The first issue I ran into with MetalLB was that it didn't create its namespace
metallb-system and it would fail to install if that wasn't present. So I manually created the namespace by applying the following simple yaml:
--- apiVersion: v1 kind: Namespace metadata: name: metallb-system labels: app: metallb istio-injection: disabled ---
Next was to create a basic config for it, describing which IP addresses it could give out as LoadBalancer addresses. I don't know if this was the right thing to do or not, but I ended up deciding to use the node IP address space for the KinD nodes. I was worried that if I told it to always use my host public IP that that might cause issues. I wasn't sure if the node IP address space would work or be visible from the nodes or services, but I tried it out and it worked... for the most part. The cluster nodes and the pods inside the cluster could access the IP, but the host machine could not. (Don't worry, we'll hack a fix for that shortly.)
The node cluster IP space can be found a number of ways.

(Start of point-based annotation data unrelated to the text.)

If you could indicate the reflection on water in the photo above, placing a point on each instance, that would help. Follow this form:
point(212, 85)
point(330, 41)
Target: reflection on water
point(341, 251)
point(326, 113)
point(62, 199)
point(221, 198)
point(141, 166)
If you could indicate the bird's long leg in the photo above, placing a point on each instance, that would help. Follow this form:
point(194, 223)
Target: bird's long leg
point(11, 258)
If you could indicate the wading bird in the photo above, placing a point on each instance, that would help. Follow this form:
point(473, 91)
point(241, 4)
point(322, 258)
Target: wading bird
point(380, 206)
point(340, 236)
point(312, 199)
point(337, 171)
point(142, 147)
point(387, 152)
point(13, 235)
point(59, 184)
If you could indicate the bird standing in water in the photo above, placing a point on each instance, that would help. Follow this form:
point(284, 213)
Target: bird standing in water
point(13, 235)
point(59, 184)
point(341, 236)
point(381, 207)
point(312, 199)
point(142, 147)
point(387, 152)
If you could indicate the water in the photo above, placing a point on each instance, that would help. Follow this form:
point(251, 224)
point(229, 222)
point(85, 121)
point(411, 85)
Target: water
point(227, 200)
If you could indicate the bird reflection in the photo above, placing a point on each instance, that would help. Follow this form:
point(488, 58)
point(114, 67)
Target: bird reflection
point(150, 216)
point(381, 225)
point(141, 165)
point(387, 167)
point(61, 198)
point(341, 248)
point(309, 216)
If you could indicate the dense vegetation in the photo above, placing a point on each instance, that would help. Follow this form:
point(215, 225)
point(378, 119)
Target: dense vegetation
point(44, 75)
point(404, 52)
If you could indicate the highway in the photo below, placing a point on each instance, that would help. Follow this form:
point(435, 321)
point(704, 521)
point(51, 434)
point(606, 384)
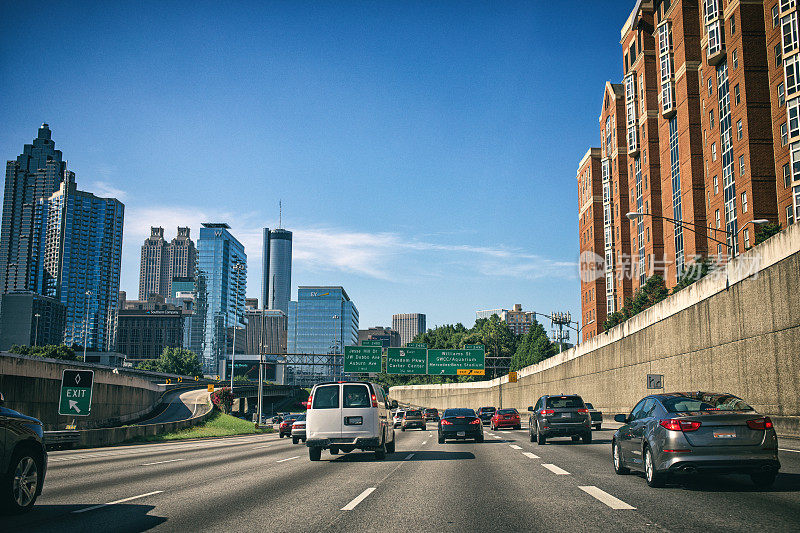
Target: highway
point(263, 483)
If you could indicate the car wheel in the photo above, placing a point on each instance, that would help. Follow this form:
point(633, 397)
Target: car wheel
point(763, 480)
point(654, 479)
point(616, 453)
point(22, 481)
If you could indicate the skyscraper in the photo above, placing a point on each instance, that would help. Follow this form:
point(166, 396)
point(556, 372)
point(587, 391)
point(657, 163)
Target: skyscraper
point(78, 237)
point(409, 325)
point(276, 285)
point(220, 290)
point(36, 173)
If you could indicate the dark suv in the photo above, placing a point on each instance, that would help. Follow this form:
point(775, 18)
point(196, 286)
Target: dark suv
point(23, 460)
point(560, 416)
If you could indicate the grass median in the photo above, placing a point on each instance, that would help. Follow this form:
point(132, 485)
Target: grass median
point(217, 425)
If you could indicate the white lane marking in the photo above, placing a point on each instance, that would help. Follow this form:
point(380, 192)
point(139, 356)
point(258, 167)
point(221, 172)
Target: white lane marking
point(556, 470)
point(358, 499)
point(162, 462)
point(93, 507)
point(606, 498)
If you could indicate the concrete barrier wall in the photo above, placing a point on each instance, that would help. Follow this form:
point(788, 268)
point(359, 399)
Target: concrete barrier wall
point(738, 333)
point(31, 385)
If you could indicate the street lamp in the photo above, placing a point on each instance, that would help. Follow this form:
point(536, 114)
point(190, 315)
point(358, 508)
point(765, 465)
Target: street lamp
point(36, 335)
point(85, 323)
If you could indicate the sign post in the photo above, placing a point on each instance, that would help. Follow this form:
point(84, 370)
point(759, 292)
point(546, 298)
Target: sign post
point(407, 361)
point(362, 359)
point(76, 392)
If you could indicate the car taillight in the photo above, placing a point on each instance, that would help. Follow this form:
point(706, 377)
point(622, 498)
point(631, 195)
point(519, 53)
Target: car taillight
point(673, 424)
point(760, 423)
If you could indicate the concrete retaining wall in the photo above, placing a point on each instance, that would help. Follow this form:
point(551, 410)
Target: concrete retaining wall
point(31, 385)
point(738, 333)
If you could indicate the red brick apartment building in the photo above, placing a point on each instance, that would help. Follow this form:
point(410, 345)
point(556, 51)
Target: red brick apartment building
point(703, 132)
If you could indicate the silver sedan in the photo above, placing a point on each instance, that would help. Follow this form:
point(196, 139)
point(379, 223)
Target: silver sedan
point(695, 432)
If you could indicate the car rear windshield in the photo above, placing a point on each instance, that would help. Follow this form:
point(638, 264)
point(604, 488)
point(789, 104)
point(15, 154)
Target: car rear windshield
point(565, 402)
point(459, 412)
point(704, 402)
point(356, 396)
point(326, 397)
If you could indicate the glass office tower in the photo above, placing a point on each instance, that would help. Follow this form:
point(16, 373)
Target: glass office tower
point(220, 292)
point(276, 285)
point(323, 320)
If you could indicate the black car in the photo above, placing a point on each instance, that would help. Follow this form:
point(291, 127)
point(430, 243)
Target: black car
point(460, 424)
point(560, 416)
point(23, 461)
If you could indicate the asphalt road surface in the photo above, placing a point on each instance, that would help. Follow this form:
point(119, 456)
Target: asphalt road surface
point(262, 483)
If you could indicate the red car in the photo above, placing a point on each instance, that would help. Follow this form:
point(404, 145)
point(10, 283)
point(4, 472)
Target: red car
point(506, 418)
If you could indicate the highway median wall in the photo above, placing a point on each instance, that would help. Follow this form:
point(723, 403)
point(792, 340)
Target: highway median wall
point(737, 333)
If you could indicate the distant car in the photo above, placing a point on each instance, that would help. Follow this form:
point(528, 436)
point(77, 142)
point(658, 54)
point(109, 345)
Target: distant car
point(299, 429)
point(696, 432)
point(486, 414)
point(285, 428)
point(460, 424)
point(23, 460)
point(413, 419)
point(506, 418)
point(560, 416)
point(597, 416)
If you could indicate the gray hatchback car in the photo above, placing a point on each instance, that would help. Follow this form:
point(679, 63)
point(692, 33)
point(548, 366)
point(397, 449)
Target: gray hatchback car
point(693, 432)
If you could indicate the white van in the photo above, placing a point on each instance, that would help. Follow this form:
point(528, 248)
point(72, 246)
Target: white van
point(349, 415)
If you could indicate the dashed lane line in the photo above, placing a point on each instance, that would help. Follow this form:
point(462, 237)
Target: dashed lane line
point(606, 498)
point(556, 470)
point(93, 507)
point(358, 499)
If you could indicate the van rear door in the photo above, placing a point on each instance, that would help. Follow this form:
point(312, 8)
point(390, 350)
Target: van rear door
point(322, 419)
point(358, 415)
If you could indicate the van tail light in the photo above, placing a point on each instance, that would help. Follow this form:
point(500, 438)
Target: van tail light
point(674, 424)
point(760, 423)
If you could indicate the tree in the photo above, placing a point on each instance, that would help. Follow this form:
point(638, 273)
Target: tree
point(174, 361)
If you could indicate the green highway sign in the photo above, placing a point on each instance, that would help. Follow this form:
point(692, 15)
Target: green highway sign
point(406, 361)
point(76, 392)
point(456, 362)
point(362, 359)
point(372, 343)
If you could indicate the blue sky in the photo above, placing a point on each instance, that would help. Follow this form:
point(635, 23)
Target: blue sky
point(425, 152)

You can run
$ docker inspect network kind
or you can just query a node directly with something like
$ docker exec -it 0c981780e342 ip addr show dev eth0
My cluster's node IP space was
172.18.0.0/16 with nodes being assigned inside
172.18.0.0/24. I decided to use
172.18.6.0/24 figuring ~500 IPs would be plenty for whatever I was going to do. So the config map yaml which I applied next was the following:
--- apiVersion: v1 kind: ConfigMap metadata: namespace: metallb-system name: config data: config: | address-pools: - name: custom-ip-space protocol: layer2 addresses: - 172.18.5.2-172.18.5.254 - 172.18.6.2-172.18.6.254 ---
I didn't think I needed to leave room for a gateway and broadcast, since this wasn't actually a new network, but I also wasn't sure how MetalLB worked, so I figured better safe than sorry. (Editor's note: It turns out MetalLB works at a higher level than that, using ARP spoofing or alternatively BGP routing to direct traffic to the correct cluster node.)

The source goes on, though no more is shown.